The odds of getting all heads when flipping 100 coins is 1 in 1.2676506 x 10^30, or approximately 0.0000000000000000000000000000001%. This is an extremely unlikely outcome, as there are 2^100 possible combinations when flipping 100 coins, and only one of those combinations is all heads.

2. What are the odds of getting all tails when flipping 100 coins?

The odds of getting all tails when flipping 100 coins is also 1 in 1.2676506 x 10^30, or approximately 0.0000000000000000000000000000001%. This is also an extremely unlikely outcome, as there are 2^100 possible combinations when flipping 100 coins, and only one of those combinations is all tails.

3. What is the probability of getting exactly 50 heads and 50 tails when flipping 100 coins?

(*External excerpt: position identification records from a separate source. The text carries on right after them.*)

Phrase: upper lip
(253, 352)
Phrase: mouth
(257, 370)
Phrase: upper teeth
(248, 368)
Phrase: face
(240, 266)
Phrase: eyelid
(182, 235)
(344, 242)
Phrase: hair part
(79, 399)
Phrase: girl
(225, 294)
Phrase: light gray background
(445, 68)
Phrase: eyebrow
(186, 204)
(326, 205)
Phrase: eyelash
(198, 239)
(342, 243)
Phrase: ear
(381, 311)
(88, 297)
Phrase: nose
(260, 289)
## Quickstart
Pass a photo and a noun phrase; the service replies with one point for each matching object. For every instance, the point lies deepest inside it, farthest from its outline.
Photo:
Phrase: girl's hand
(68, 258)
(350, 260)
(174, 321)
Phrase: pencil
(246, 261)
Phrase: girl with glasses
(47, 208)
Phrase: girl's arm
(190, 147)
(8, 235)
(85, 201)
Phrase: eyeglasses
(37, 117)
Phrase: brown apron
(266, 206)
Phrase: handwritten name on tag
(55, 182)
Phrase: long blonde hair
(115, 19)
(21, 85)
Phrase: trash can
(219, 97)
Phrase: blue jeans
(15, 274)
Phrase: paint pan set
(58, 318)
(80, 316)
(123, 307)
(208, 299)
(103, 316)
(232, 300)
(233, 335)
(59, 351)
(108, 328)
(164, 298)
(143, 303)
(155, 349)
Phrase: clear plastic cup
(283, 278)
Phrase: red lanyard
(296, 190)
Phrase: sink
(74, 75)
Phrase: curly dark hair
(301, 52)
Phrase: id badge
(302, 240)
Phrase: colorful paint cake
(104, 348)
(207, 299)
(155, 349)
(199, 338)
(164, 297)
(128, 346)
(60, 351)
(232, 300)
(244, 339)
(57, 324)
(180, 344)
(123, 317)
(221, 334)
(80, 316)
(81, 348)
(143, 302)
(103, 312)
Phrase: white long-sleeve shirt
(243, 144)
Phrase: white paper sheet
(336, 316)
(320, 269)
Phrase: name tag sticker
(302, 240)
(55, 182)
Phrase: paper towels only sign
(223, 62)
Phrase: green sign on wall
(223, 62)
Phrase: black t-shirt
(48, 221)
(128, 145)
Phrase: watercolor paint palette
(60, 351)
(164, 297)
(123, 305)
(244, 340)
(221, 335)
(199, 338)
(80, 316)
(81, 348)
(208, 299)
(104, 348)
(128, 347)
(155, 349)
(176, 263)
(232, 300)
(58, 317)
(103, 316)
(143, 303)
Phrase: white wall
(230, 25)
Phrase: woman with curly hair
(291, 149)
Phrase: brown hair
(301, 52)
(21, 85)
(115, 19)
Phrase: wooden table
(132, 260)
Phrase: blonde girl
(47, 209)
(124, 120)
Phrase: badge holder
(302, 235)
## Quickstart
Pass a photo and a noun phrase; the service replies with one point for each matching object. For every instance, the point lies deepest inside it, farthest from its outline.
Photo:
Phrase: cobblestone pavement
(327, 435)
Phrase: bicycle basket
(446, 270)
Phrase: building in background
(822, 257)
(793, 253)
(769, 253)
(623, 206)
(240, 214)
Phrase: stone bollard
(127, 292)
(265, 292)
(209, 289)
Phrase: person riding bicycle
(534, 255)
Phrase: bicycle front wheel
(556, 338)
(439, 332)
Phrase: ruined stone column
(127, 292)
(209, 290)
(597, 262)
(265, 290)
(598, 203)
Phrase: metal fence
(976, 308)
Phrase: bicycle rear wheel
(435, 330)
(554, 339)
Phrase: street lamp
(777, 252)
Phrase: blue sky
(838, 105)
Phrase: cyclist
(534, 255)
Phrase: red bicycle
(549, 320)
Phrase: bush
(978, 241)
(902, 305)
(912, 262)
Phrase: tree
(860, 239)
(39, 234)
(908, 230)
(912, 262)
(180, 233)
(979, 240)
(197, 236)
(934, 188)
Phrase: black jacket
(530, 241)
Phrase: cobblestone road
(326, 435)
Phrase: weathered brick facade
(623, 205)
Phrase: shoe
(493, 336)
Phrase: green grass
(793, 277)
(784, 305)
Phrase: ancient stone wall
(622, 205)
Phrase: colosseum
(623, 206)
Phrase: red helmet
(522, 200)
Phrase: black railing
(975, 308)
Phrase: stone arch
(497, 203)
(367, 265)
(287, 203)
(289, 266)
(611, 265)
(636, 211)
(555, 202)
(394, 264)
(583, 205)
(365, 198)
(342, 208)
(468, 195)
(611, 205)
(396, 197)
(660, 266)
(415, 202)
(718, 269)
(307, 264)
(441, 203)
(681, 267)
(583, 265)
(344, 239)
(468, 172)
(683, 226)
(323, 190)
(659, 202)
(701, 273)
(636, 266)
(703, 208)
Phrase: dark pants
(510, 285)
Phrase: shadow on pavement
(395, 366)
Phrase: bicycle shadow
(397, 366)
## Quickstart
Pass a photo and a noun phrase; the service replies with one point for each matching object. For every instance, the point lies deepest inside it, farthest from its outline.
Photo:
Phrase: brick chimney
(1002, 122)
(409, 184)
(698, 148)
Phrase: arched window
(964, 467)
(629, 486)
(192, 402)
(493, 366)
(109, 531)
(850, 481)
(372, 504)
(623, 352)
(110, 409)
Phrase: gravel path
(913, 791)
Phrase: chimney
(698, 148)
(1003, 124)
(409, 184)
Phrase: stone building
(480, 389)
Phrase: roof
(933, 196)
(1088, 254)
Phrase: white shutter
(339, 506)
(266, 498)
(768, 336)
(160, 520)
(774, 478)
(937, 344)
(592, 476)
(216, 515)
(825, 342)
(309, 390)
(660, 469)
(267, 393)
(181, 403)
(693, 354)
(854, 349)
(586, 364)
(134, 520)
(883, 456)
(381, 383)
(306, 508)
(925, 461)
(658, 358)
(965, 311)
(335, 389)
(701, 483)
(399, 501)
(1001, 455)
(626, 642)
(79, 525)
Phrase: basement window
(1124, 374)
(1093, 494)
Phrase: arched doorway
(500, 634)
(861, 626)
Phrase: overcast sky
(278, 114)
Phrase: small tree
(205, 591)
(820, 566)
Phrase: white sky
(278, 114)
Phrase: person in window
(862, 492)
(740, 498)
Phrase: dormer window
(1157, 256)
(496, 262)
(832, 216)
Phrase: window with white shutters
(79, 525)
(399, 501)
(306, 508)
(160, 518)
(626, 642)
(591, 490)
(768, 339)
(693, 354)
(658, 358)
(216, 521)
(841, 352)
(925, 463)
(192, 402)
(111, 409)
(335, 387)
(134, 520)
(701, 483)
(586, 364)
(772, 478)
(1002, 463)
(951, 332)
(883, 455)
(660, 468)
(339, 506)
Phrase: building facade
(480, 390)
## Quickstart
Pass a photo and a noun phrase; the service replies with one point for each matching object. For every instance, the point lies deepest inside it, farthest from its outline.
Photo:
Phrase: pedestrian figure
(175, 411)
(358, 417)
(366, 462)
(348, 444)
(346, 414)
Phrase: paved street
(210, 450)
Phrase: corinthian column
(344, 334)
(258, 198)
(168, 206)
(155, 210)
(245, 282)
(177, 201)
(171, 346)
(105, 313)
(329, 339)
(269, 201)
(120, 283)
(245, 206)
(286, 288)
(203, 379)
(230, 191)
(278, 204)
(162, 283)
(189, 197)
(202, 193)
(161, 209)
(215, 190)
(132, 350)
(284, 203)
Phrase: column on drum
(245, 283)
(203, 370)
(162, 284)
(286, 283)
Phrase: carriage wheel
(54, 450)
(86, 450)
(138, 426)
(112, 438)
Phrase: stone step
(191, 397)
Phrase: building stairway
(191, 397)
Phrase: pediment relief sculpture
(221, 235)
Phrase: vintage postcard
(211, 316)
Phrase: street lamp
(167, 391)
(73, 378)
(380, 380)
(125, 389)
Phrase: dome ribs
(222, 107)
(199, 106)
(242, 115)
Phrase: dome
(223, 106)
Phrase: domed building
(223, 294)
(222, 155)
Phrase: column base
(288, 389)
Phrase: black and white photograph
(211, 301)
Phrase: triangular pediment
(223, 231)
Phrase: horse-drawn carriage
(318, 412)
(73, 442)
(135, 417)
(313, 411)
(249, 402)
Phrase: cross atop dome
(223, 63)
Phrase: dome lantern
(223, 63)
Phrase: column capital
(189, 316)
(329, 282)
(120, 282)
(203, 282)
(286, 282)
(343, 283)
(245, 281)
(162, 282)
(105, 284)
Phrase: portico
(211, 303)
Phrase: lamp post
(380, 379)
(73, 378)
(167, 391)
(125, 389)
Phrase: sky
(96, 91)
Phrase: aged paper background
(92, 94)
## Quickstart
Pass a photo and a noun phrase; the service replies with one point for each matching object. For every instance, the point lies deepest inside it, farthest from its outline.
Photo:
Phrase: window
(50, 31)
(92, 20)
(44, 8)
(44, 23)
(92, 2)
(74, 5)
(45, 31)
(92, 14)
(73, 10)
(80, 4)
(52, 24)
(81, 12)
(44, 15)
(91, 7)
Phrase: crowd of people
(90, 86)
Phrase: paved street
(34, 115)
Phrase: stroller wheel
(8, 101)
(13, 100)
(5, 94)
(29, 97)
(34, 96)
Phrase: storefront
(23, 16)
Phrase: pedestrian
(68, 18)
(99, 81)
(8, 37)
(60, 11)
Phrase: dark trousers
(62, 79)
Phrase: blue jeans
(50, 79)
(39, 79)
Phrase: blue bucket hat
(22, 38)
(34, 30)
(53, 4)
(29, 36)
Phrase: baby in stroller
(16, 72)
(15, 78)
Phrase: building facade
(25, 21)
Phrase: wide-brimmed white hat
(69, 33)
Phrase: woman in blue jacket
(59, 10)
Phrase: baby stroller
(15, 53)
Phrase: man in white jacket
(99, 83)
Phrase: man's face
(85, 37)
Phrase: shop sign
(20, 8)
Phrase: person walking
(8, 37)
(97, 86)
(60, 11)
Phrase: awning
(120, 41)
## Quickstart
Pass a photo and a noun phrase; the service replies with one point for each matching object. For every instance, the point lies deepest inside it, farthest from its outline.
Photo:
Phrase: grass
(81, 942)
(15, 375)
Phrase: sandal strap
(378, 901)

The probability of getting exactly 50 heads and 50 tails when flipping 100 coins is 0.0795892, or approximately 7.96%. This can be calculated using the binomial distribution formula, which takes into account the number of trials (100), the probability of success (0.5 for heads and 0.5 for tails), and the desired number of successes (50 for each outcome).

4. Is it possible to get the same number of heads and tails when flipping an odd number of coins?

No, it is not possible to get the same number of heads and tails when flipping an odd number of coins. This is because there will always be one more coin that lands on either heads or tails, resulting in an uneven number of outcomes.

5. How does the probability of getting all heads or all tails change as the number of coins increases?

The probability of getting all heads or all tails decreases as the number of coins increases. This is because the number of possible combinations also increases, making it less likely to get all heads or all tails in a single flip. However, the probability of getting an even split of heads and tails (e.g. 50 heads and 50 tails) remains the same regardless of the number of coins flipped.